El concepto se originó en el ámbito artístico. Fue una “revolución” estridente de las artes y de la literatura contra el neoclasicismo imperante y contra su concepción fría, rígida y reglada de la estética. Pero fue también una transformación profunda en los demás órdenes de la vida social: en las ideas, en las sensibilidades, en las actitudes y en el estilo, que se extendió por Europa en buena parte del siglo XIX. Significó la prevalencia de lo subjetivo sobre lo objetivo y el afán de crear realidades antes que de reflejar las que existen. Por eso le sirvieron lo mismo las cosas bellas que las feas. Lo importante fue la expresión.

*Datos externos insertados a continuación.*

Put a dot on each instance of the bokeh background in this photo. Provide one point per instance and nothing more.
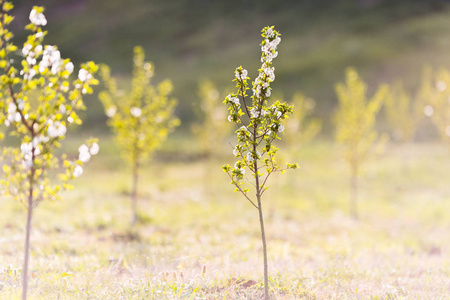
(191, 40)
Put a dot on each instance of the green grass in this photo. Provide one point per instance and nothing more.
(197, 239)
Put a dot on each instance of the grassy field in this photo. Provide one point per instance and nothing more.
(197, 239)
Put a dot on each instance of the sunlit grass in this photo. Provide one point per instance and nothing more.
(196, 239)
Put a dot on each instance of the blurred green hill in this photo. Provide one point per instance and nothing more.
(190, 40)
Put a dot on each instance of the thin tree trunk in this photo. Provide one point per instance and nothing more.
(263, 238)
(354, 194)
(27, 245)
(134, 193)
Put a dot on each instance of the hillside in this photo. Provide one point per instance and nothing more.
(193, 39)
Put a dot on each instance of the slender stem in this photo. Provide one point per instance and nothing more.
(261, 223)
(27, 232)
(354, 193)
(134, 192)
(263, 238)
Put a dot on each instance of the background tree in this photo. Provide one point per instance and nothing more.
(301, 127)
(38, 101)
(438, 109)
(355, 126)
(260, 128)
(141, 119)
(213, 127)
(404, 112)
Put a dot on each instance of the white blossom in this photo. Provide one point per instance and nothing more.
(69, 67)
(135, 112)
(56, 129)
(84, 154)
(428, 110)
(26, 148)
(27, 163)
(269, 32)
(241, 75)
(235, 100)
(111, 111)
(11, 108)
(26, 49)
(77, 171)
(83, 75)
(37, 19)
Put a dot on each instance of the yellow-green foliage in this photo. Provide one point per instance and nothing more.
(142, 118)
(404, 114)
(355, 118)
(301, 127)
(39, 99)
(213, 127)
(438, 89)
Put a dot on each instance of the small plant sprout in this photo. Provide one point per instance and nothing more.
(213, 127)
(355, 122)
(142, 119)
(438, 108)
(301, 127)
(259, 125)
(38, 101)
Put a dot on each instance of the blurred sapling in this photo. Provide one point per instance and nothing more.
(141, 119)
(38, 102)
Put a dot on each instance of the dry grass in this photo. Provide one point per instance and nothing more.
(199, 240)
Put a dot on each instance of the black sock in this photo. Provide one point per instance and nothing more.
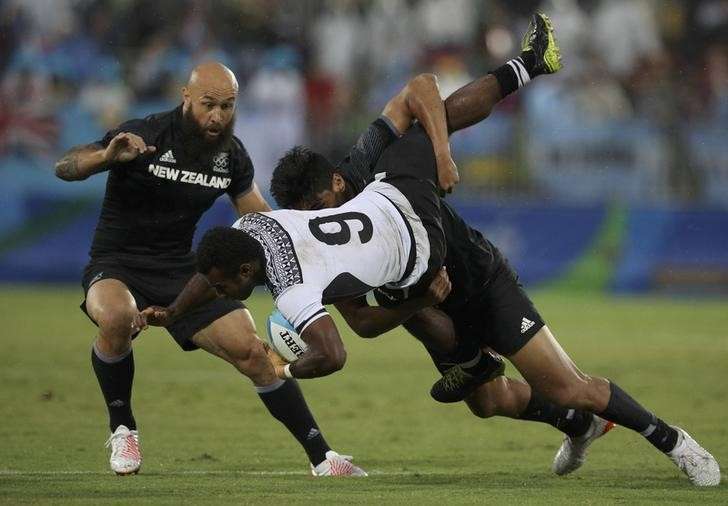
(285, 402)
(115, 379)
(625, 411)
(572, 422)
(515, 73)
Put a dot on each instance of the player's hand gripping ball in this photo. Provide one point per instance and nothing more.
(283, 338)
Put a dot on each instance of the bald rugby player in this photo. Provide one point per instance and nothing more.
(165, 171)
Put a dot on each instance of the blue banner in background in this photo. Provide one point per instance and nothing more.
(657, 249)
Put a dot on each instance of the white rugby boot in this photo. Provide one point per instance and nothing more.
(126, 457)
(337, 465)
(694, 460)
(572, 454)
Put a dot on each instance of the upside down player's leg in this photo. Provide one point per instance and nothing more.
(110, 304)
(233, 338)
(548, 368)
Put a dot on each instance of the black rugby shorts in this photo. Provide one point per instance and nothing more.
(159, 287)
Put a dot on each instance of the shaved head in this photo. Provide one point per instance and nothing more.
(212, 76)
(209, 104)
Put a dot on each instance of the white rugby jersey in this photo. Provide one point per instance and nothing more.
(324, 256)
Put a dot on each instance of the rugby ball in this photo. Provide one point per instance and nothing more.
(283, 338)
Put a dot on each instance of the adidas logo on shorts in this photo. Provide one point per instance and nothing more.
(526, 324)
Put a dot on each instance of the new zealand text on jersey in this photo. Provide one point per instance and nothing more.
(187, 176)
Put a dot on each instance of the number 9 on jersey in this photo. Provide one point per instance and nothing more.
(283, 338)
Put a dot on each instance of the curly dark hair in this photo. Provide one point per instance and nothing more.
(227, 249)
(299, 176)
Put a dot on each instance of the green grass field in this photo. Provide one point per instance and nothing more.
(207, 438)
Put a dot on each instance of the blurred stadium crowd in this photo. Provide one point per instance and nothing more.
(637, 114)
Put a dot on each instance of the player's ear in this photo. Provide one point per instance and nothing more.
(337, 183)
(246, 270)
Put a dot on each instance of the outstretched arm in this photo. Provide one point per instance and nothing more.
(196, 292)
(81, 162)
(372, 321)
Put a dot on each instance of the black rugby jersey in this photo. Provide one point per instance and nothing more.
(153, 203)
(470, 260)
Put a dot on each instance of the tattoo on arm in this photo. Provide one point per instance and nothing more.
(69, 167)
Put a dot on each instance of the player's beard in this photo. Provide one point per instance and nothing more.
(197, 146)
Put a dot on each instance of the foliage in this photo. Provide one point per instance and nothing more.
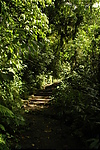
(51, 37)
(77, 98)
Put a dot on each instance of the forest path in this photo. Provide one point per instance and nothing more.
(44, 130)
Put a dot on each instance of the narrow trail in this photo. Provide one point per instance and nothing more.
(43, 129)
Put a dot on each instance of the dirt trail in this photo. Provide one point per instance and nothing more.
(44, 130)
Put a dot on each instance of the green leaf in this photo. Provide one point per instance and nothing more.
(6, 112)
(2, 127)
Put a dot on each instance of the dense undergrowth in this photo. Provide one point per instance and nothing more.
(41, 40)
(78, 103)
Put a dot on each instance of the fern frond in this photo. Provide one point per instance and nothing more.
(6, 112)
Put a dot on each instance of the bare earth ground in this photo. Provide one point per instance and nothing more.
(44, 130)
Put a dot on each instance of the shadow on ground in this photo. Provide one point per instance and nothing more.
(44, 130)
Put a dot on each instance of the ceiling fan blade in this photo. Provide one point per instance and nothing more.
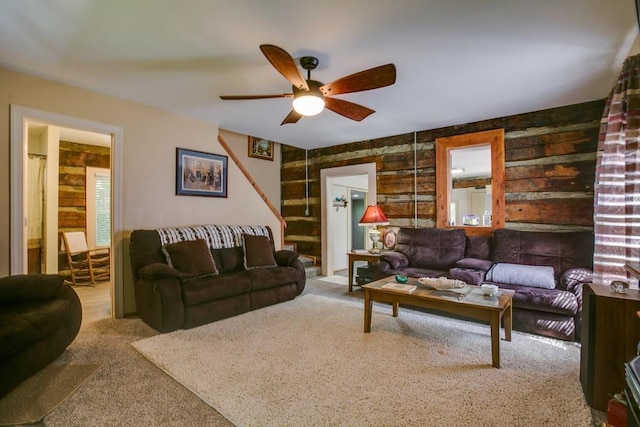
(240, 97)
(348, 109)
(373, 78)
(285, 64)
(293, 117)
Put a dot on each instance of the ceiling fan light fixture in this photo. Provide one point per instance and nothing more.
(308, 104)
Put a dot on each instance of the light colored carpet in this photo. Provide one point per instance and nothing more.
(307, 362)
(338, 280)
(33, 399)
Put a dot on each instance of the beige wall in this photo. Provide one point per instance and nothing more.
(149, 152)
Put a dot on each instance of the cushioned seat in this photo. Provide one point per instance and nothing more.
(205, 289)
(549, 300)
(39, 317)
(271, 277)
(29, 322)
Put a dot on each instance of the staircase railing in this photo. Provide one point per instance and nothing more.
(283, 223)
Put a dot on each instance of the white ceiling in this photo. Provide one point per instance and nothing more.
(457, 61)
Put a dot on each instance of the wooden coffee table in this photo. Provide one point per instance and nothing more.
(471, 304)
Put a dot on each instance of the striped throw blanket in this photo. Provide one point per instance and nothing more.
(216, 236)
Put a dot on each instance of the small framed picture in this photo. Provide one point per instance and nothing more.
(260, 148)
(200, 174)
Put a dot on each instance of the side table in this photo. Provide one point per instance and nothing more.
(359, 256)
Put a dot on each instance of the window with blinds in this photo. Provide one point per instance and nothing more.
(98, 186)
(102, 210)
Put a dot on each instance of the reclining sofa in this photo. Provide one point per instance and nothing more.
(189, 276)
(547, 270)
(39, 317)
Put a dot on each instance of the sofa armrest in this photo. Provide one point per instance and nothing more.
(158, 271)
(394, 259)
(29, 287)
(572, 279)
(474, 263)
(285, 257)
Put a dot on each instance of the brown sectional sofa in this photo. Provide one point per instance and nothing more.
(545, 269)
(216, 271)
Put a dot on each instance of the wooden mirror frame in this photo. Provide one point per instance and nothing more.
(443, 177)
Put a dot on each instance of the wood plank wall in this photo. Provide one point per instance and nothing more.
(72, 206)
(550, 171)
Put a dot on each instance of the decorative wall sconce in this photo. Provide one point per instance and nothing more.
(340, 202)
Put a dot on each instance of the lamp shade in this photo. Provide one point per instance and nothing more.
(373, 215)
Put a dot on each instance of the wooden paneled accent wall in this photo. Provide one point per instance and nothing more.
(550, 171)
(74, 158)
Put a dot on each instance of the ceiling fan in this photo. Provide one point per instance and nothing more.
(311, 96)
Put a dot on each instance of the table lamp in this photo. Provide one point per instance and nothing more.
(375, 217)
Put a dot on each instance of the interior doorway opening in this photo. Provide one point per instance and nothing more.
(26, 124)
(338, 217)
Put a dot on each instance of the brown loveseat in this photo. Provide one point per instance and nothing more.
(190, 276)
(546, 270)
(39, 317)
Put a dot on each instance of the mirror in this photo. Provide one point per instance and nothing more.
(470, 181)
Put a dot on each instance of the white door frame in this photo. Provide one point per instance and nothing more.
(20, 116)
(326, 185)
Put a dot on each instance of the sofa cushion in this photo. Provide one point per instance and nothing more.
(272, 277)
(23, 324)
(191, 258)
(431, 248)
(478, 247)
(258, 252)
(475, 263)
(536, 276)
(231, 259)
(420, 272)
(209, 288)
(395, 259)
(560, 250)
(470, 276)
(26, 288)
(543, 300)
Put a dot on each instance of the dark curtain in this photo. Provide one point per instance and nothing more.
(617, 186)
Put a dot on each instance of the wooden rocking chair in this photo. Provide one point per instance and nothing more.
(85, 264)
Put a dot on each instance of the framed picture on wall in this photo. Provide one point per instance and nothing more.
(200, 174)
(260, 148)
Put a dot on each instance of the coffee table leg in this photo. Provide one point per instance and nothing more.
(368, 307)
(507, 322)
(495, 339)
(350, 274)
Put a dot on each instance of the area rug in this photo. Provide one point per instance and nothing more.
(338, 280)
(308, 362)
(34, 398)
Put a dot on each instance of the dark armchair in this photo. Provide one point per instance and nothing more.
(39, 317)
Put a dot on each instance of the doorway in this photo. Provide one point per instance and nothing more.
(21, 120)
(334, 246)
(358, 204)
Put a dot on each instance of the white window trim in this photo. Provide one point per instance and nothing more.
(90, 179)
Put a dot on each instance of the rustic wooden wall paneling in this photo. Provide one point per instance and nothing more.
(74, 159)
(550, 170)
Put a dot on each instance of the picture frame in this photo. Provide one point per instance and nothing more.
(260, 148)
(200, 174)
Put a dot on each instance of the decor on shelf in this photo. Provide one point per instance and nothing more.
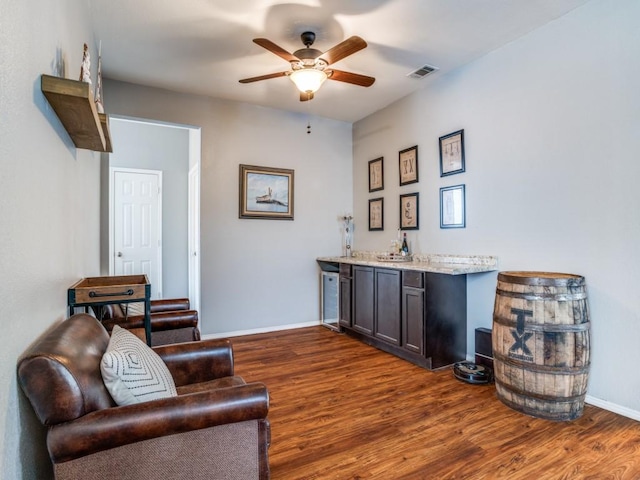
(376, 174)
(376, 214)
(452, 153)
(452, 207)
(98, 93)
(266, 192)
(408, 164)
(347, 220)
(310, 67)
(85, 68)
(409, 211)
(73, 103)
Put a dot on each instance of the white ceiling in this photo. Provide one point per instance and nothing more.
(205, 46)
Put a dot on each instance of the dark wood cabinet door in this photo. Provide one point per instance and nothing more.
(413, 320)
(387, 305)
(363, 299)
(345, 302)
(446, 313)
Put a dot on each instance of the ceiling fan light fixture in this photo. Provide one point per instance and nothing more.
(308, 80)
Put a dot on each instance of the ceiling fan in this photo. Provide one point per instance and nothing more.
(310, 67)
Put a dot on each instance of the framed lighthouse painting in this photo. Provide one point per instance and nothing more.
(266, 192)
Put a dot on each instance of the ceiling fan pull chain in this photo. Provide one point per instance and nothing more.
(309, 113)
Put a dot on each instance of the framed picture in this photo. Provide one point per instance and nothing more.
(452, 207)
(376, 214)
(409, 211)
(452, 153)
(376, 174)
(408, 165)
(266, 193)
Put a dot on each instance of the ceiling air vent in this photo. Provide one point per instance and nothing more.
(422, 71)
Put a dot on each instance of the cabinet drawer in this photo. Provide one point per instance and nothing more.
(412, 279)
(345, 269)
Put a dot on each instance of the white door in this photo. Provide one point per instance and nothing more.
(136, 229)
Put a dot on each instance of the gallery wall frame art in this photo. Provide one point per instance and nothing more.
(376, 174)
(408, 165)
(376, 214)
(410, 211)
(452, 153)
(452, 207)
(266, 193)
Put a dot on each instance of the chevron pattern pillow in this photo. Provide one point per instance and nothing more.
(133, 372)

El romanticismo fue la apoteosis del individualismo, del subjetivismo, de la fantasía y del anhelo de gloria personal.
Las letras en el siglo XIX tuvieron dos movimientos bien definidos: el romanticismo en la primera mitad y el realismo en la segunda. La etapa romántica significó pasión, duda, emoción desenfrenada, lucha contra el autoritarismo literario, mediatización de las dimensiones de espacio y tiempo, individualismo exacerbado.
Por eso, se llama romanticismo, en lo político, a la acción subjetivamente noble que no mide riesgos ni consecuencias personales. Es la actitud caballeresca, a veces heroica aunque normalmente ineficaz, que asume un político.